As outlined, the range applies to the entire species, which has been separated into two subspecies. True Williamson’s sapsucker (S. t. thyroideus) is found in the Pacific coast region from British Columbia south to Baja California, while Natalie’s sapsucker (S. t. nataliae) inhabits the Rocky Mountain region from Montana south to Jalisco.
Spring migration.—Although the species appears to be resident throughout considerable portions of its range, and but little is known of its migratory movements, the following early dates of arrival have been noted: Colorado—Boulder County, April 5; Colorado Springs, April 5; Evergreen, April 8; Denver, April 15. Wyoming—Yellowstone Park, April 29. Montana—Charcoal Gulch, April 23. Nevada—Carson City, March 10. Washington—Pullman, April 26. A late date of departure from the southern part of the winter range is Chihuahua, Palomas Lakes, April 7.

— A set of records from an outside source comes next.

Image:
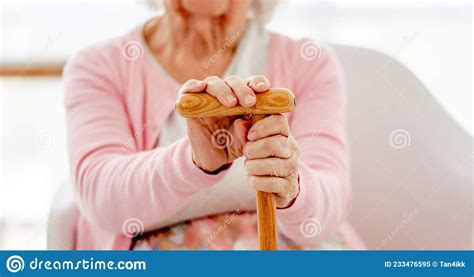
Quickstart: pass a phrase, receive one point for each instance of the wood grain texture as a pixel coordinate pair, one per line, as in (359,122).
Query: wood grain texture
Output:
(266,213)
(201,104)
(274,101)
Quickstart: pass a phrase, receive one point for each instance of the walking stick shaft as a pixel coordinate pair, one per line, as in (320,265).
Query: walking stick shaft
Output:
(274,101)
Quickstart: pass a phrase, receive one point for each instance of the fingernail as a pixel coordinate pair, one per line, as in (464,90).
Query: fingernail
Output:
(231,99)
(197,84)
(252,135)
(249,99)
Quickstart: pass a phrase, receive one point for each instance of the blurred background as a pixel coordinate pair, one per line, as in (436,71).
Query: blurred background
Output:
(432,38)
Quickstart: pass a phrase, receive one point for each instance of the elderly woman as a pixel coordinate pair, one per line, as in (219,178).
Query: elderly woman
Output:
(147,179)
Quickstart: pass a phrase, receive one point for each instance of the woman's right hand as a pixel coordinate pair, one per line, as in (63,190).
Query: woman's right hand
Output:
(217,141)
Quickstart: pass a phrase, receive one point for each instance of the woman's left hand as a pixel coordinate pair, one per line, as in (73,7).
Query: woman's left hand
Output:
(272,159)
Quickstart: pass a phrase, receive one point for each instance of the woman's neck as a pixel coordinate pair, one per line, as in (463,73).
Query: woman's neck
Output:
(193,47)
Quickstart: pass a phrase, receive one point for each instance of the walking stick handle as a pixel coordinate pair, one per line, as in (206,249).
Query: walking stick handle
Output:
(273,101)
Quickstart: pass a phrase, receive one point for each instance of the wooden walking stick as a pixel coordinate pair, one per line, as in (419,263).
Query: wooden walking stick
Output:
(273,101)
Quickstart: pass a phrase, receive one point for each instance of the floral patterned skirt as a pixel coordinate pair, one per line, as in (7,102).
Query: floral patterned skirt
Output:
(230,231)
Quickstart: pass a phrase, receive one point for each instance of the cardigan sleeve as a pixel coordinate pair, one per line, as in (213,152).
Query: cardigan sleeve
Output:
(318,126)
(113,180)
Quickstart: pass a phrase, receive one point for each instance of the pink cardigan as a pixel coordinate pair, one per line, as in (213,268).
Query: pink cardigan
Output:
(116,105)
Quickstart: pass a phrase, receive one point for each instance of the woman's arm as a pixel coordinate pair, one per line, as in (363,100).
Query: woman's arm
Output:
(318,126)
(115,181)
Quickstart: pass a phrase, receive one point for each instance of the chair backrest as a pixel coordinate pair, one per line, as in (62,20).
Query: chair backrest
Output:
(411,162)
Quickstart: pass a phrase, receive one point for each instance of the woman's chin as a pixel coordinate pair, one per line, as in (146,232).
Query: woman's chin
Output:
(205,8)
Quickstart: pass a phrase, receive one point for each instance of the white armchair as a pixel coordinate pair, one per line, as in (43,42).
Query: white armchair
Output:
(411,163)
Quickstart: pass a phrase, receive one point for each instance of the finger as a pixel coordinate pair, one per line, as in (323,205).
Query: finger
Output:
(270,184)
(240,128)
(269,126)
(245,94)
(258,83)
(275,146)
(193,85)
(276,167)
(219,89)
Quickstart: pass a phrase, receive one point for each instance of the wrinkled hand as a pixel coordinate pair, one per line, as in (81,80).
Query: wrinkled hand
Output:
(218,141)
(272,159)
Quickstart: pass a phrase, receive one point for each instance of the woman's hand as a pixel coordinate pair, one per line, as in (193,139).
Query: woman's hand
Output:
(272,159)
(218,141)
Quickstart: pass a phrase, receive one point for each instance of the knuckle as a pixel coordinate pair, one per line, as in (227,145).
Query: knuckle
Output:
(212,79)
(233,79)
(247,150)
(268,147)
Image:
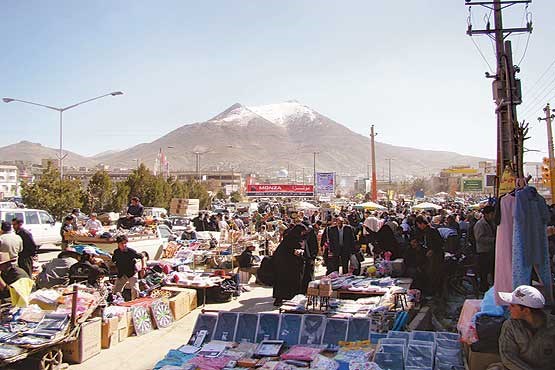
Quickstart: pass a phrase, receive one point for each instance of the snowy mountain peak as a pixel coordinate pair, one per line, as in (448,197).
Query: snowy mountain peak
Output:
(236,114)
(284,113)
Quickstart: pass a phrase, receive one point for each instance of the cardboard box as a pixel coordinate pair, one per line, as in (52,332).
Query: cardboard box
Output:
(397,267)
(312,291)
(109,336)
(481,360)
(123,333)
(129,320)
(183,302)
(87,344)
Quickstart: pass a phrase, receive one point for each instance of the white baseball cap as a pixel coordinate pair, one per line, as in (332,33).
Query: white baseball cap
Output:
(524,295)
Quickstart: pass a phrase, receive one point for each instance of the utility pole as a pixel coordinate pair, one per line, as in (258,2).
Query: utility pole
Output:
(314,175)
(548,117)
(374,184)
(389,167)
(506,88)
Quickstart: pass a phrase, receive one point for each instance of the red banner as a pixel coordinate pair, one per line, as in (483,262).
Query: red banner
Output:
(278,190)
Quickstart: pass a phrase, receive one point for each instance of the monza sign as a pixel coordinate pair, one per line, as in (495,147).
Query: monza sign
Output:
(325,182)
(279,190)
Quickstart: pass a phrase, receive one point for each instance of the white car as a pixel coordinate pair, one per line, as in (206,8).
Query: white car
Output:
(40,223)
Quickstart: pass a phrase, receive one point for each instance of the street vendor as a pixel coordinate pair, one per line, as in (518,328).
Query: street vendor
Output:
(247,262)
(10,242)
(67,226)
(527,339)
(189,234)
(134,215)
(433,243)
(88,269)
(9,274)
(25,258)
(126,263)
(93,225)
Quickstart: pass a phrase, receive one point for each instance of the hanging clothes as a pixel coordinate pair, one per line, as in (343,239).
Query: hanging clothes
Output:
(530,247)
(503,281)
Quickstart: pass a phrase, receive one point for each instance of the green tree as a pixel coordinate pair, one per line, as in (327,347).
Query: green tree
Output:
(196,190)
(120,197)
(99,192)
(52,194)
(221,194)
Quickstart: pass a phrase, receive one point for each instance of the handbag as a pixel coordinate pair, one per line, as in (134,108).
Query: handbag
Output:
(359,256)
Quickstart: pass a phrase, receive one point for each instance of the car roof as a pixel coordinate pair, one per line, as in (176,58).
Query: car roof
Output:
(20,209)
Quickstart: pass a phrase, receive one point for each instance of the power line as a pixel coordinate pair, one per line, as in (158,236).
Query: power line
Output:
(525,50)
(482,54)
(542,76)
(539,97)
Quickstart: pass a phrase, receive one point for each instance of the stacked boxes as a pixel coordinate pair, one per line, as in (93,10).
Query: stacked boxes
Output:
(184,207)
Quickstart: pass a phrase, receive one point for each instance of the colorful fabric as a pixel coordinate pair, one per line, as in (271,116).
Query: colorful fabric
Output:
(530,246)
(503,281)
(20,292)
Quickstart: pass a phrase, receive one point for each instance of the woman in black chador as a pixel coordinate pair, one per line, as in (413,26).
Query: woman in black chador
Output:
(288,264)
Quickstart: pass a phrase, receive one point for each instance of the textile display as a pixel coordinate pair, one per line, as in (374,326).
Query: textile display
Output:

Fall migration.—Available late dates of fall departure are: Washington—Copper River, September 3. Oregon—Rustler Peak, November 6. Nevada—Lee Canyon, October 7; Carson City, November 27. Montana—Fort Custer, September 9. Wyoming—Yellowstone Park, September 22; Wheatland, October 4. Colorado—Del Norte, September 5; Rio Blanco, September 9; Boulder County, November 6. It has been noted to reach Hanson Lagoon, Baja California, on October 11.
Casual records.—There are a few records in extreme southern British Columbia, where it may breed occasionally. A pair were collected on April 22, 1913, on Schoonover Mountain, near Okanagan Falls; one was taken at Similkameen in June 1882, while Swarth (1917) records three from Midway.
- Egg dates.—California: 14 records, May 27 to June 26.
- Colorado: 29 records, May 24 to June 24; 15 records, June 1 to 8, indicating the height of the season.